The Canadian Education Market
Facts and Figures
Canada is a country of just over 34 million people and Statistics Canada (2006) reports that 44 % of our population is under 35 years of age, with 31% of those under 35 being in the age range of 15-24 - that is, 4.2 million people. Of these, more than two thirds are in the provinces of Ontario, Québec and British Columbia.
Canadian Higher Education:
There are 95 Canadian public and private not-for-profit universities and university-degree level colleges in Canada, plus about 80 community colleges. Education is regionalized, with each province having its own Ministry of Education. With high enrolment and some programs lacking space – in particular at the graduate level – Canadians are looking beyond their provincial and country borders for options.
Canadian Post-Secondary Enrollment:
Enrollment figures for 2008/09 in Canadian universities was 1.112 million students, and in colleges it was 605,300. (source: Statistics Canada)
Program types with the largest enrollment at universities were, in descending order: Social and Behavioural Sciences and Law; Business, Management and Public Administration; Humanities; Health, Parks, Recreation and Fitness; Physical and Life Sciences and Technologies; and Architecture, Engineering and Related Technologies.
At colleges (including transfer programs) the top enrollment was seen in the following areas: Humanities; Business, Management and Public Administration; Health, Parks, Recreation and Fitness; Architecture, Engineering and Related Technologies; Social and Behavioural Sciences and Law; and Visual and Performing Arts and Communications Technologies.
Fields of Study:
Unlike some other markets, Canadian students are looking for a broad selection of programs, not just the ‘big three.’ The following areas of study at universities and colleges in Canada are the most sought after:
- Social and behavioural sciences and law
- Business, management and public administration
- Health, parks, recreation and fitness
- Physical and life sciences and technologies
- Architecture, engineering and related technologies
- Visual and performing arts and communications technologies
- Mathematics, computer and information sciences
- Agriculture, natural resources and conservation
IIE's Open Doors 2010 Report tells us that Canada is still the fourth largest source country of international students going to the US, with some 29,000 Canadian student enrolled in US universities in the 2009/2010 academic year. With these numbers on the rise, American universities and colleges are well advised to direct their focus to this market.
As well, Canadian students are in the top 10 of international students in UK universities, and about 4,700 Canadians were studying in Australian universities in the past year. Other popular destinations are New Zealand, Italy, Spain, France, Singapore and Japan, to name a few.

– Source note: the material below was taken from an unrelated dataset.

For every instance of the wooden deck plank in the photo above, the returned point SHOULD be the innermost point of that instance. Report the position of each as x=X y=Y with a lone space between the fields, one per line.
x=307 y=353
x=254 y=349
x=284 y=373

According to the AUCC (Association of Universities and Colleges of Canada - www.aucc.ca), Canadian universities are aiming to see 5% of students enrolled in higher education in Canada have study abroad experience, with the goal of 18,000 students going abroad as part of their curriculum each year by 2010. And this does not include the numbers of fee-paying students going abroad for short or long term studies.
More and more high schools and universities in Canada are encouraging studying overseas and education consulting is becoming increasingly popular across the country.
In addition to university studies, Canadians are going abroad to volunteer, learn a second – or third – language, and are looking for gap year/career break experiences.